Efficacy and safety of propranolol for the treatment of infantile hemangioma: A presentation of ninety-nine cases

Background: Propranolol is highly effective in the treatment of infantile hemangioma (IH), but important clinical and pharmacological data are lacking. Objective: The aims of the present study were to evaluate the efficacy of propranolol for the treatment of IH, to identify favorable prognostic factors in propranolol-treated IH, and to evaluate the safety of propranolol for the treatment of IH. Methods: Clinical data were recorded from the electronic files and digital photographs of 99 patients with IH attending a tertiary pediatric medical center (2008-2011). Findings were evaluated by regression in volume and color changes. Results: The male-to-female ratio was 1:4. Age at treatment initiation was 9.4 ± 10.1 months; 15% of the treated hemangiomas were beyond the proliferative phase (17-54 months). The propranolol starting dose was 2 mg/kg/day.

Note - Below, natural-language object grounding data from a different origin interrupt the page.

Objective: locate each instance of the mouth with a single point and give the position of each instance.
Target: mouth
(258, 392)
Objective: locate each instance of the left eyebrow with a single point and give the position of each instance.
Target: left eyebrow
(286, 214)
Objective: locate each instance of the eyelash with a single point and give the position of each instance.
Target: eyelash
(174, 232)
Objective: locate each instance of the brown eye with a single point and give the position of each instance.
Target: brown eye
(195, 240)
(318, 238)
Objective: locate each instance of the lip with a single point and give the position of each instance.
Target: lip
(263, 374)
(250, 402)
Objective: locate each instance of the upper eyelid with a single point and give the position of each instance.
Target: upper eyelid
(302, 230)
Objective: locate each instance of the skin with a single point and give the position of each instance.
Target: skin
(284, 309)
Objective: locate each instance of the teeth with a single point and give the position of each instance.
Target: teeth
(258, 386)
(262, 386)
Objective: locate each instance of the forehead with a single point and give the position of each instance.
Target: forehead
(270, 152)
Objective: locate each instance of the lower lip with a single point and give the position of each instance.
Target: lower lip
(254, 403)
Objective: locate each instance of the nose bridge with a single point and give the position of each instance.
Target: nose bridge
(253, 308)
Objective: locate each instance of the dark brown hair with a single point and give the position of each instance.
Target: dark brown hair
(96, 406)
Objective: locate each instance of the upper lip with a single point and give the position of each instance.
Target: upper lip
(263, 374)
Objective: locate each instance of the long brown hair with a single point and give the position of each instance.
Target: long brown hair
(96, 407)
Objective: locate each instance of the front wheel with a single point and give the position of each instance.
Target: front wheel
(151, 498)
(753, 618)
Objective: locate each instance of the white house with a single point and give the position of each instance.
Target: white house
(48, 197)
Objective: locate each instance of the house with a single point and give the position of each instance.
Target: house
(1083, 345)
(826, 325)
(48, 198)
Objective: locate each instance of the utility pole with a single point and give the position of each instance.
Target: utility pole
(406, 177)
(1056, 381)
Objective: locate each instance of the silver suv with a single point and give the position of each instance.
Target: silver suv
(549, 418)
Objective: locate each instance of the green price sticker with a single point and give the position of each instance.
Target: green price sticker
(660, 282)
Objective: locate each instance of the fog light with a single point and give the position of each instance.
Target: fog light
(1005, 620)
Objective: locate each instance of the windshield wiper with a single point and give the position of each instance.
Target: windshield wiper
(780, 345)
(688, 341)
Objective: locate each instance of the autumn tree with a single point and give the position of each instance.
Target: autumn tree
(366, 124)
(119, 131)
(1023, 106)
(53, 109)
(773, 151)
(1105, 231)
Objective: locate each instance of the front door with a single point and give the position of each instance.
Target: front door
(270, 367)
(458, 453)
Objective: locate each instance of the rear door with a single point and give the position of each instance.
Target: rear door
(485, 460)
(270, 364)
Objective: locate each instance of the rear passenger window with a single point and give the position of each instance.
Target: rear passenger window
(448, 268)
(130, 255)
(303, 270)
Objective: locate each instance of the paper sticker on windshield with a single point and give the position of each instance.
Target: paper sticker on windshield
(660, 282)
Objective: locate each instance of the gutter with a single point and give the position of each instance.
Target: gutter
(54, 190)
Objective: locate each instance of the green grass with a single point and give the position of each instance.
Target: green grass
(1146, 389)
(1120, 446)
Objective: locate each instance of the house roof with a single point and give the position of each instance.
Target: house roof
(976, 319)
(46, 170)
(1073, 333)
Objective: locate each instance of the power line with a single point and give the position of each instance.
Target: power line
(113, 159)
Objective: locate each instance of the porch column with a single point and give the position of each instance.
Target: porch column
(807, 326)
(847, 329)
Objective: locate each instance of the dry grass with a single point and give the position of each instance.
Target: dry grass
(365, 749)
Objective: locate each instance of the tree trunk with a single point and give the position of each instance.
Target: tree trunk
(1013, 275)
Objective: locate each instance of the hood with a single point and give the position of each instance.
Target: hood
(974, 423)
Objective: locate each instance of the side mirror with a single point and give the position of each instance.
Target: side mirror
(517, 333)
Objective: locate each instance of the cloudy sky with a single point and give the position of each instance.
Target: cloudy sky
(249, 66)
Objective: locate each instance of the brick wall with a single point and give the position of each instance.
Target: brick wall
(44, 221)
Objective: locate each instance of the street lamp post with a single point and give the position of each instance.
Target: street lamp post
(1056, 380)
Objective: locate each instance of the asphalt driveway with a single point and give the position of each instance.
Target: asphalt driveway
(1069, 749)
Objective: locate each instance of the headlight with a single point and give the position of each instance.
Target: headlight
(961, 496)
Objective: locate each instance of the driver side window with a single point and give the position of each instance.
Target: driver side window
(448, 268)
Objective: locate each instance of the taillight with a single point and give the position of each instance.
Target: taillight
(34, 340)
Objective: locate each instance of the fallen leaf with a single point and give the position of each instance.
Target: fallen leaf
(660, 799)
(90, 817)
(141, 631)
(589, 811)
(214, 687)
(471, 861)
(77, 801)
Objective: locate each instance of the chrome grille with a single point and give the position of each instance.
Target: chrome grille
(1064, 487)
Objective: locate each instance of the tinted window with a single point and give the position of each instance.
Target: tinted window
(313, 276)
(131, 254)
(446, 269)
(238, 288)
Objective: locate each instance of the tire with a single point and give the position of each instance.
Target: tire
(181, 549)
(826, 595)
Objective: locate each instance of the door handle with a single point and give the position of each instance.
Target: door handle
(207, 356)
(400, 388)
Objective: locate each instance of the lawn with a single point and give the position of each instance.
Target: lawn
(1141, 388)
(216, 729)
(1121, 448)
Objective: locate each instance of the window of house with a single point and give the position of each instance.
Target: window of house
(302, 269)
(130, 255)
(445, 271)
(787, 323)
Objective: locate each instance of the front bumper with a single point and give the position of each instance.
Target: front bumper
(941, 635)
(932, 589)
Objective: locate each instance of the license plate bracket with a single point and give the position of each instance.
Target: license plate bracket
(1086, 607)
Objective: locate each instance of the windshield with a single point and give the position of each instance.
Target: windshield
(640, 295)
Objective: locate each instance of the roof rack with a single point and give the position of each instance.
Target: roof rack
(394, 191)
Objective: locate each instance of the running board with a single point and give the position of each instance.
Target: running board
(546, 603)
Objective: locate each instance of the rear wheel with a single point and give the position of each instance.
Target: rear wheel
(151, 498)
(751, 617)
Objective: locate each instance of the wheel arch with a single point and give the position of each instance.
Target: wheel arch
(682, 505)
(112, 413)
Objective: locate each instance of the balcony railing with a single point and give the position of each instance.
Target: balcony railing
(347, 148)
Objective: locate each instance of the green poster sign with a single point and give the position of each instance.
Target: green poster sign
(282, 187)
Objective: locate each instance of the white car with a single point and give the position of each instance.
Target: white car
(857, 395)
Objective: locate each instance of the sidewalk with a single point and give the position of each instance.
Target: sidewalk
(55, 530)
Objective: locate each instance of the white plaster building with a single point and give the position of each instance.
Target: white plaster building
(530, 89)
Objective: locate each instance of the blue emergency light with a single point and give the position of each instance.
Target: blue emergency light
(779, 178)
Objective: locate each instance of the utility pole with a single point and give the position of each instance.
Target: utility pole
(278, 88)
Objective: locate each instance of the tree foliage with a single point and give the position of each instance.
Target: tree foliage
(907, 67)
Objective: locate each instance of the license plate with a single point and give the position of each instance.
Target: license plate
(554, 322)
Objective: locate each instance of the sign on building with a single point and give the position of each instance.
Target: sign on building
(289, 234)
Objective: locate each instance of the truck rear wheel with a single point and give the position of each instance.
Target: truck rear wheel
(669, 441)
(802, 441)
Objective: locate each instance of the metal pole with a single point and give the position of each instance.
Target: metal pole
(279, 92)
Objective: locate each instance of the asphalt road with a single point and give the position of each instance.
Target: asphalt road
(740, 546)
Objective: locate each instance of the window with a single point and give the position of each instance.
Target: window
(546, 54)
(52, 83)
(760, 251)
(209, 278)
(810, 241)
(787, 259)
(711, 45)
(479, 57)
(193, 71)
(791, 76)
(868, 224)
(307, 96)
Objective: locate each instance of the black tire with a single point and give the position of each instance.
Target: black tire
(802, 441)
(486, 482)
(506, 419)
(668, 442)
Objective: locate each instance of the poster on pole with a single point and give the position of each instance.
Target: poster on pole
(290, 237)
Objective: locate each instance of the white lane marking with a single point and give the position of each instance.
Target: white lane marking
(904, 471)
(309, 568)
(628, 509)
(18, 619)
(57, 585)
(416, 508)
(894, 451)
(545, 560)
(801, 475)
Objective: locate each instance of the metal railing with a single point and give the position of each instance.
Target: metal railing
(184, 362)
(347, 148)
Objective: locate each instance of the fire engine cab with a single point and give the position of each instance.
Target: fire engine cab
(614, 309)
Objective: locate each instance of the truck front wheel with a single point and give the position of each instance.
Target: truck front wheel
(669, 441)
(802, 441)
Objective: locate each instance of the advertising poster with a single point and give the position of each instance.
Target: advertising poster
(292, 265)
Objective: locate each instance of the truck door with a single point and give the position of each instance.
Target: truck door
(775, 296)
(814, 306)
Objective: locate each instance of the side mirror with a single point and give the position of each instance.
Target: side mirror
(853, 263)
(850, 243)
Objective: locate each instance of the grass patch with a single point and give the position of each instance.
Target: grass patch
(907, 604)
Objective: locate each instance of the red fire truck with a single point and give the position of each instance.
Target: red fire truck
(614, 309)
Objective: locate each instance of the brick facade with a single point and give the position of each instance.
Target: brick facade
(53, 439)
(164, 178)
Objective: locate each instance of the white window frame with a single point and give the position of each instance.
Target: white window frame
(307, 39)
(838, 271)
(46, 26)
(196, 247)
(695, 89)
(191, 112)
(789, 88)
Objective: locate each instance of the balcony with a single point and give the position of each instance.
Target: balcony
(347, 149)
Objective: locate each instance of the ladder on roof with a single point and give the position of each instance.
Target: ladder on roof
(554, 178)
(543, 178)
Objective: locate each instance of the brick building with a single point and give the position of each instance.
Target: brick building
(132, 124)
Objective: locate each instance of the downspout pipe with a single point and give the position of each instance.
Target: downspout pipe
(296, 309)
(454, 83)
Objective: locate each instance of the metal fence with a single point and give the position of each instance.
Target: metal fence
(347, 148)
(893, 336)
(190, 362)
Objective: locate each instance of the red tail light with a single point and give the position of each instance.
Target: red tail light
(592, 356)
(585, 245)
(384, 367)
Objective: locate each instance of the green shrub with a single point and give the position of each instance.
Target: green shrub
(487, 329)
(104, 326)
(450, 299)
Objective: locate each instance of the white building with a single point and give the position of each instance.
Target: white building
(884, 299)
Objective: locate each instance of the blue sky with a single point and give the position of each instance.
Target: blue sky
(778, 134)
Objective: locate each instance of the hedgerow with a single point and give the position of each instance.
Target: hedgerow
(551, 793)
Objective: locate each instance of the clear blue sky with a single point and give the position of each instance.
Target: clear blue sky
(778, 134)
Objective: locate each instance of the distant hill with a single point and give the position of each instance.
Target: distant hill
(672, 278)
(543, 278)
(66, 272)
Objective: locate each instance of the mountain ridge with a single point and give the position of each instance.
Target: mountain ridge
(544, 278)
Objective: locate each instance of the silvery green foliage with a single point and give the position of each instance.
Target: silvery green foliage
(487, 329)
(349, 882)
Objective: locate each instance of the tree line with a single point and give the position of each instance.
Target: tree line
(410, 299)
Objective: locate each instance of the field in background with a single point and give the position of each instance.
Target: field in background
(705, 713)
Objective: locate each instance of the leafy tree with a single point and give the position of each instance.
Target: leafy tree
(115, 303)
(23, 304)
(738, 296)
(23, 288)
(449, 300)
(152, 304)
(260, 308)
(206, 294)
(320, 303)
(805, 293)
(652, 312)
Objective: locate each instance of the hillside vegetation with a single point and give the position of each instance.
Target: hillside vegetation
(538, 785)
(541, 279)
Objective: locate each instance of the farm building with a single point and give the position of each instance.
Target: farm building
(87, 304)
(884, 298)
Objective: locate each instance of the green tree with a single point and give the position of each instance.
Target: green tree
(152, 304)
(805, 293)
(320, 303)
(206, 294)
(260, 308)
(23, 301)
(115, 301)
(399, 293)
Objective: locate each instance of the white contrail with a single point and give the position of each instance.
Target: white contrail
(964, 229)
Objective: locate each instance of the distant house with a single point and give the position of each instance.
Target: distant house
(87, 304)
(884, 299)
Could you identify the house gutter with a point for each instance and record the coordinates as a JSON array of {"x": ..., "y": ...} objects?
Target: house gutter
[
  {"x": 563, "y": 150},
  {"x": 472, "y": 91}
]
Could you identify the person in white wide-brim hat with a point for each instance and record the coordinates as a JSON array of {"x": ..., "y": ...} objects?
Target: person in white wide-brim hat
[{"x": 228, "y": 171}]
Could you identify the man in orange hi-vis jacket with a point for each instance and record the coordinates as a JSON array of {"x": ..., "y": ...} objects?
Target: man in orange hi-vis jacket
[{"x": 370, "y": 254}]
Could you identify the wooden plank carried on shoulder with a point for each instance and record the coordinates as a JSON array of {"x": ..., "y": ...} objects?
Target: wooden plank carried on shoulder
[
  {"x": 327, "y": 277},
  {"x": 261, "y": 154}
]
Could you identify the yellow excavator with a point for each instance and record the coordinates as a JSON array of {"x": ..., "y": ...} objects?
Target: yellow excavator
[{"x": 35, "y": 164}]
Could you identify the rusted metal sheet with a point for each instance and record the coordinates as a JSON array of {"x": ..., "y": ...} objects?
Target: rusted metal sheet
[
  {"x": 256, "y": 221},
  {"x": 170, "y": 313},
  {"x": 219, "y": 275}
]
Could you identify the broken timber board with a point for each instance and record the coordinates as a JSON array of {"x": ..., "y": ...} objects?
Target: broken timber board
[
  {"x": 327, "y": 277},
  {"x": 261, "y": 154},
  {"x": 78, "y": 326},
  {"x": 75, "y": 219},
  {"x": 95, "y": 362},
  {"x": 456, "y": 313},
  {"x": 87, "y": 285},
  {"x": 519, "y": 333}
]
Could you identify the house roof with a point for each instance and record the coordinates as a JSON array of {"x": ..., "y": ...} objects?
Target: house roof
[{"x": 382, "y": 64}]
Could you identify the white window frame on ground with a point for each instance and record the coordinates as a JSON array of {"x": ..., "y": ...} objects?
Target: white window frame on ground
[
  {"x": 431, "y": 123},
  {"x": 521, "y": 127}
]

Duration of the treatment was 8.5 ± 3.2 months. All but 1 patient responded to treatment. A longer treatment course was required for segmental and deep hemangiomas. Mild side effects occurred in 32% of patients. Recurrence occurred in 13% of patients. Conclusion: Lesions located on the face are better responders when treatment is started early. Treatment should continue up to age 12-15 months, with a longer course for segmental or deep hemangiomas.